Le yen, une valeur refuge sur le marché des changes



Mardi 8 Mai 2012


La crise des déficits publics en Europe a des répercussions immédiates sur le court des monnaies. À cet égard, l’euro se trouve bien sûr en première ligne et l’actualité grecque de l’année 2011 a rappelé à tous l’équilibre fragile qu’il existe entre les finances publiques et le court des monnaies. Dans la sphère financière, des valeurs refuges sont parfois évoquées comme pour exorciser le risque d’une crise monétaire. Le Yen japonais est considéré comme tel et la monnaie de l’un des pays développés les plus endettés du monde semble ainsi faire un pied de nez à la monnaie européenne.



Il pourrait sembler surprenant que le yen soit désigné comme une valeur refuge sur le marché des changes. Le Japon, qui l’émet, a en effet rétrogradé parmi les rangs des puissances mondiales, cédant sa place de second à la Chine. Sa population est vieillissante et l’instabilité politique pèse sur la vie de ses institutions. Enfin et surtout, la dette du Japon avoisine les 220% du PIB au début de l’année 2012. De 2006 à 2011  pourtant, le yen s’est apprécié de quelque 59% par rapport au dollar et 48% par rapport à l’euro. La cherté du yen semble ainsi défier la logique.
Pourtant, le yen est indéniablement une valeur refuge.
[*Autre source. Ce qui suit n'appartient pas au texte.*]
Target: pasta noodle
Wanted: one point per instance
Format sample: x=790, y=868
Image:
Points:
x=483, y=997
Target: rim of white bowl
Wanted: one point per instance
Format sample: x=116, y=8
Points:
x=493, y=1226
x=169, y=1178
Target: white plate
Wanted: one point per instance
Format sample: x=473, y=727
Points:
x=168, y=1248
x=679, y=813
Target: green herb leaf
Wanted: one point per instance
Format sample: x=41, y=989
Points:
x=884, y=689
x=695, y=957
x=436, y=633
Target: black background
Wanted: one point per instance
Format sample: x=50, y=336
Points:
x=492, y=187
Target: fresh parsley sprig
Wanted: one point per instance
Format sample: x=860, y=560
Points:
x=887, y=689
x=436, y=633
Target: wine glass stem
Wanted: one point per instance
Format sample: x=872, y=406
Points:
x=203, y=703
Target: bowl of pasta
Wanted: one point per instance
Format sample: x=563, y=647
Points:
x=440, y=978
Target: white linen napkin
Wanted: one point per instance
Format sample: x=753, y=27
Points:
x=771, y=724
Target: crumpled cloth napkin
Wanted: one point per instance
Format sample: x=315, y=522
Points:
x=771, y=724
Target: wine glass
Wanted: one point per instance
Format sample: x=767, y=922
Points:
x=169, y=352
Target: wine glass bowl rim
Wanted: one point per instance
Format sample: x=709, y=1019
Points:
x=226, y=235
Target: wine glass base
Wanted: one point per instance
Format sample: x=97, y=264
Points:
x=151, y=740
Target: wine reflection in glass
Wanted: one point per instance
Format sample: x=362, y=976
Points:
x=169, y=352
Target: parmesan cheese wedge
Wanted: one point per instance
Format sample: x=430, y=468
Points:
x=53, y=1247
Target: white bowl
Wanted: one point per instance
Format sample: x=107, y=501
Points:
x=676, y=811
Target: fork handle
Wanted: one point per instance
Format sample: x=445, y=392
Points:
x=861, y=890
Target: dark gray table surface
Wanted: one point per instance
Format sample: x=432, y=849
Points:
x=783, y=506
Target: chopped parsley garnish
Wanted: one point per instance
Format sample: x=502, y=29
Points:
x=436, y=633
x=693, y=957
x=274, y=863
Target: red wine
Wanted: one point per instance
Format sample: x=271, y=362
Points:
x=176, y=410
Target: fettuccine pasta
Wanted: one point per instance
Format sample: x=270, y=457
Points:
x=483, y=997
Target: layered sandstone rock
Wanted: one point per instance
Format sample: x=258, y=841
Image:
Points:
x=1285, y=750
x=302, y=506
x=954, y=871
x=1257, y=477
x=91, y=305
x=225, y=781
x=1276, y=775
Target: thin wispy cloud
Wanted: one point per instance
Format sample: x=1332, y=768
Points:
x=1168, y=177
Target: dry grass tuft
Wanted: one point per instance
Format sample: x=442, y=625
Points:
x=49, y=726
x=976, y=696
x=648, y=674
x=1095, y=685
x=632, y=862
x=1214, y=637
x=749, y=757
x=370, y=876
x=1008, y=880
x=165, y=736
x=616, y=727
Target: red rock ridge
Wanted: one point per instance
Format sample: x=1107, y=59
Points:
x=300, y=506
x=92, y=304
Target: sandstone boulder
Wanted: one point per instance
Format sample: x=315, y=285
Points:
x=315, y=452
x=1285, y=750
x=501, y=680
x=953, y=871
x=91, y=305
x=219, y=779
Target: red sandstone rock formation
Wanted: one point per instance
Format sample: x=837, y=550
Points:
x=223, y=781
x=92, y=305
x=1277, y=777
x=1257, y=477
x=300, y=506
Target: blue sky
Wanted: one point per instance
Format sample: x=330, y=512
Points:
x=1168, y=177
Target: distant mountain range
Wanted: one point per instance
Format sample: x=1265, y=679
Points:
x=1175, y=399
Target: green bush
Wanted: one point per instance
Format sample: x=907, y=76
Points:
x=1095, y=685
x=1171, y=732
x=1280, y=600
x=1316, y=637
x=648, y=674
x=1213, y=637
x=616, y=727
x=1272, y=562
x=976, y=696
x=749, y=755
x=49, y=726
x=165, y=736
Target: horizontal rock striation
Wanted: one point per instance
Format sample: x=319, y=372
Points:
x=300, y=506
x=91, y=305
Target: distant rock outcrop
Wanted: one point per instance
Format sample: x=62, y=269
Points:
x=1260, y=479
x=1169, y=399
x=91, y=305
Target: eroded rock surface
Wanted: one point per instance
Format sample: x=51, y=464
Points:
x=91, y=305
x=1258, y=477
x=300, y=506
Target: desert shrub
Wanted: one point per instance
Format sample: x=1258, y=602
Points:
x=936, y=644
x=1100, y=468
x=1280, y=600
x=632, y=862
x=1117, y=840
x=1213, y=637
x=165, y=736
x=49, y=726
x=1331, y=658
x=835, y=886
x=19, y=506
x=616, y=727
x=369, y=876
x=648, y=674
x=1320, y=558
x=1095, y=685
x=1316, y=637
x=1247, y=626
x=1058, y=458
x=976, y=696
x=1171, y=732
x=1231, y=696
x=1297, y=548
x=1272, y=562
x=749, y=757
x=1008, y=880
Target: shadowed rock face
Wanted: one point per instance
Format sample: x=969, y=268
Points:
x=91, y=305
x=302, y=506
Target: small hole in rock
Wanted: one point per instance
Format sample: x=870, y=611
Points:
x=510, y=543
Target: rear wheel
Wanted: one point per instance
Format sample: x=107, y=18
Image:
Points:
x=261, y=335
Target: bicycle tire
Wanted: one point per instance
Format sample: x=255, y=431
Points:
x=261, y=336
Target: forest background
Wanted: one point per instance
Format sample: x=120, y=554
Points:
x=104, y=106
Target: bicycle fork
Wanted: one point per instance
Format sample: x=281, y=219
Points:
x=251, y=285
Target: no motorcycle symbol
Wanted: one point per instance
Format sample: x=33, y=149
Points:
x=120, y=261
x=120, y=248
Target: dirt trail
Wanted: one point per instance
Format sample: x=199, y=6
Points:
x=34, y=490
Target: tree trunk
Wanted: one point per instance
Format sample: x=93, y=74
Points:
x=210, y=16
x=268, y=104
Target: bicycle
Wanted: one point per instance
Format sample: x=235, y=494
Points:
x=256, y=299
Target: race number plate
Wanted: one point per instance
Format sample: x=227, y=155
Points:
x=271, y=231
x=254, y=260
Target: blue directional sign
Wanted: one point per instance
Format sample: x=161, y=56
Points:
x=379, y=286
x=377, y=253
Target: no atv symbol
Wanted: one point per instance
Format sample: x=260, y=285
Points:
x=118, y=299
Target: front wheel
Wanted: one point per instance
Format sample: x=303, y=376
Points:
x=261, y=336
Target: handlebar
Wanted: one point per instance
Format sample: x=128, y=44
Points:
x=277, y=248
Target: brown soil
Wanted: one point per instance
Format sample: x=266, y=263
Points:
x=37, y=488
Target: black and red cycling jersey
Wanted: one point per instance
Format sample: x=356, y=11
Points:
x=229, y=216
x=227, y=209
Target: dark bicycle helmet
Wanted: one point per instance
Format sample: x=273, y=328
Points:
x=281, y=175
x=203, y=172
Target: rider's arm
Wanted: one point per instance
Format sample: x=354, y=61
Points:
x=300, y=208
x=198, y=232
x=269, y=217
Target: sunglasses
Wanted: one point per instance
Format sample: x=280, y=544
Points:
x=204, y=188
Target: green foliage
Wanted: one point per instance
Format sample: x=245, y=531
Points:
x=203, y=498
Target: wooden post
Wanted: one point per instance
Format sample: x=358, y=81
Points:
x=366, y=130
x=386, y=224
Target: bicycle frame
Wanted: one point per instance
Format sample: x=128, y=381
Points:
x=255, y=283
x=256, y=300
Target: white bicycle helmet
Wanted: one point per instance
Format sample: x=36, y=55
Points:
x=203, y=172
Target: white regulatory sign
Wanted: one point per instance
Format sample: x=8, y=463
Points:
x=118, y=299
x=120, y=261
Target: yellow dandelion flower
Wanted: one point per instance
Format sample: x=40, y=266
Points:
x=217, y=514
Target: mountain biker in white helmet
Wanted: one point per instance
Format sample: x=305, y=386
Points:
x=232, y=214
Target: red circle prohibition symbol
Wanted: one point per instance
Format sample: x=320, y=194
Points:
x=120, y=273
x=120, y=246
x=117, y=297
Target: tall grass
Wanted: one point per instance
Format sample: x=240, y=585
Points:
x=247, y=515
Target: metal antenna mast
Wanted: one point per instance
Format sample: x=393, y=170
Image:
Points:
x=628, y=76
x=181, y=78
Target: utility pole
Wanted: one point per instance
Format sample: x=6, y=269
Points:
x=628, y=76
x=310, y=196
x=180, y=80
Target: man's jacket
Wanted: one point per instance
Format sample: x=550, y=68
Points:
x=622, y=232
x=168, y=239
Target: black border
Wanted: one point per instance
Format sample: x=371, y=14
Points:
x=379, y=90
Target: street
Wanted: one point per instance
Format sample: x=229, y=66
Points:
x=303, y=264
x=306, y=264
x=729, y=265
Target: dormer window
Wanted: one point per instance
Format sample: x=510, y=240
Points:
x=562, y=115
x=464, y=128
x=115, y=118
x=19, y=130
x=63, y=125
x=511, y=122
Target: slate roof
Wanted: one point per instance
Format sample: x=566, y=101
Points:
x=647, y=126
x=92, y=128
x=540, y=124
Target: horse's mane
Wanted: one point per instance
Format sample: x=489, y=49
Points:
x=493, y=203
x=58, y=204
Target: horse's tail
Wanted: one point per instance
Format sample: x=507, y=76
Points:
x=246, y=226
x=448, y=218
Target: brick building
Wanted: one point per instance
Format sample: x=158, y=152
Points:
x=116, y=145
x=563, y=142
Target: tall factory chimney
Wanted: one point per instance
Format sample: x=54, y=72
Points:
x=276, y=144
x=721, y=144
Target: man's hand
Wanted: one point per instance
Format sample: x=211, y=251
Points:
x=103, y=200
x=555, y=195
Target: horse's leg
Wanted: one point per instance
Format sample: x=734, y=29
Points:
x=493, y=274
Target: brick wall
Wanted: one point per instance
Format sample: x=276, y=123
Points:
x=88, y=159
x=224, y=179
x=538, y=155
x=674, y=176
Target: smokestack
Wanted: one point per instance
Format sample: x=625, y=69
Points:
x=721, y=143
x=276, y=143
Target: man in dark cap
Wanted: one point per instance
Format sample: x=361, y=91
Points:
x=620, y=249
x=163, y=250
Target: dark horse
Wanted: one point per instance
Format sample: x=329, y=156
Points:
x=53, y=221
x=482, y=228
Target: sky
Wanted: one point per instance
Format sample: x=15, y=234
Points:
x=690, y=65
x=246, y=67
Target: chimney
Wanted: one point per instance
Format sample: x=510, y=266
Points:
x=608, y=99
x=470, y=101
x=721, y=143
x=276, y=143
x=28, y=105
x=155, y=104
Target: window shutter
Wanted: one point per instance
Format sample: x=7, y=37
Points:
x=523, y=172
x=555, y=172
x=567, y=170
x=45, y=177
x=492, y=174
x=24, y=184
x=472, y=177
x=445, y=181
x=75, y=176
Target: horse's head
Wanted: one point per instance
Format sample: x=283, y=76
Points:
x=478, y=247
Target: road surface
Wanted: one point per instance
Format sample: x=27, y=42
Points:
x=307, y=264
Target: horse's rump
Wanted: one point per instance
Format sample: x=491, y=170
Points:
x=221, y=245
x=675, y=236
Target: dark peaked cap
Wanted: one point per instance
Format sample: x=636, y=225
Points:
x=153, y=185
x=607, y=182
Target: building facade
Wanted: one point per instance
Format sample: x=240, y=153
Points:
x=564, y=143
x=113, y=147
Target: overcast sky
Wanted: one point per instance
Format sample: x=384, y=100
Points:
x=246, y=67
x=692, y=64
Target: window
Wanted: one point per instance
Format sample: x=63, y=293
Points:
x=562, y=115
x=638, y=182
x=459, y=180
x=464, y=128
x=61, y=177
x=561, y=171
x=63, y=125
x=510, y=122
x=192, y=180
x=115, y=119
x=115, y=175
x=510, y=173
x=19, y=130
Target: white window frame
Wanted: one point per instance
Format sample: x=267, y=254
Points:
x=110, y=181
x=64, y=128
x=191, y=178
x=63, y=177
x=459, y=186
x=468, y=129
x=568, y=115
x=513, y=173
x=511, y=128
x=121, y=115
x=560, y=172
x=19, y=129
Il s’agit d’une valeur monétaire extrêmement liquide sur les marchés internationaux. Le yen japonais est en effet la troisième monnaie la plus échangée sur le marché des changes après le dollar américain et l’euro. Les échanges entre yen et dollar américain constituent d’ailleurs 20% des volumes de monnaie échangés. La monnaie japonaise jouit donc d’une vigueur remarquable.

La force du yen se vérifie de plusieurs façons. Tout d’abord, le yen est la monnaie d’un pays dont l’économie est stable et des plus développées. La puissance économique du Japon, notamment au regard de sa taille, ne cesse d’être reconnue malgré son dépassement par la Chine par exemple. Par ailleurs, le yen jouit d’un fort pouvoir d’achat sur les marchés internationaux, mais aussi sur le marché japonais où son évolution est restée stable notamment sous l’effet des épisodes de déflations répétés qu’a connus le Japon. Enfin, le taux de change du yen s’apprécie tendanciellement par rapport aux autres grandes devises internationales. Toutes ces raisons font du yen une valeur sûre du marché des changes, mais cela n’explique en rien d’où cette monnaie tire sa vigueur. Comment expliquer un si grand dynamisme de cette monnaie sur le marché des changes ? Malgré le vieillissement extrême de la pyramide des âges japonaise et une forte dette publique, les investisseurs continuent d’avoir confiance dans le Japon. On peut le comprendre en décomposant la structure de la dette de ce pays.

À la différence de la dette européenne, la dette publique japonaise est détenue à plus de 90% par des acteurs nationaux. L’épargne des ménages et l’investissement des entreprises nationales constituent de gigantesques mannes dans lesquelles le Japon puise pour se financer depuis les années 1980. Par ailleurs, les banques japonaises, autrefois très étroitement liées au gouvernement, sont également d’importants détenteurs de bon du Trésor.
Là où les pays de la zone euro subissent la pression et la volatilité des investisseurs étrangers qui détiennent plus de la moitié de leur dette publique, le Japon jouit de la sérénité que la stabilité de sa dette lui confère. Ce pays dispose des avantages du crédit sans souffrir de la dépendance que cela implique et sa monnaie demeure une valeur demandée ce qui contribue à en faire monter le prix sur les marchés internationaux.

À la différence des pays d’Europe, le Japon parvient à se financer en empruntant auprès d’acteurs domestiques et ce depuis la fin des années 1980. De par la composition de son portefeuille de dette, le Japon bénéficie donc d’une stabilité financière durable qui contribue à garantir la solidité de sa monnaie. Cette stabilité constitue un avantage comparatif majeur par rapport à l’euro et au dollar américains, les deux autres grandes devises internationales. Cela explique pourquoi le yen est perçu comme une valeur sûre et dont le prix grimpe tendanciellement sous l’effet d’une demande constante.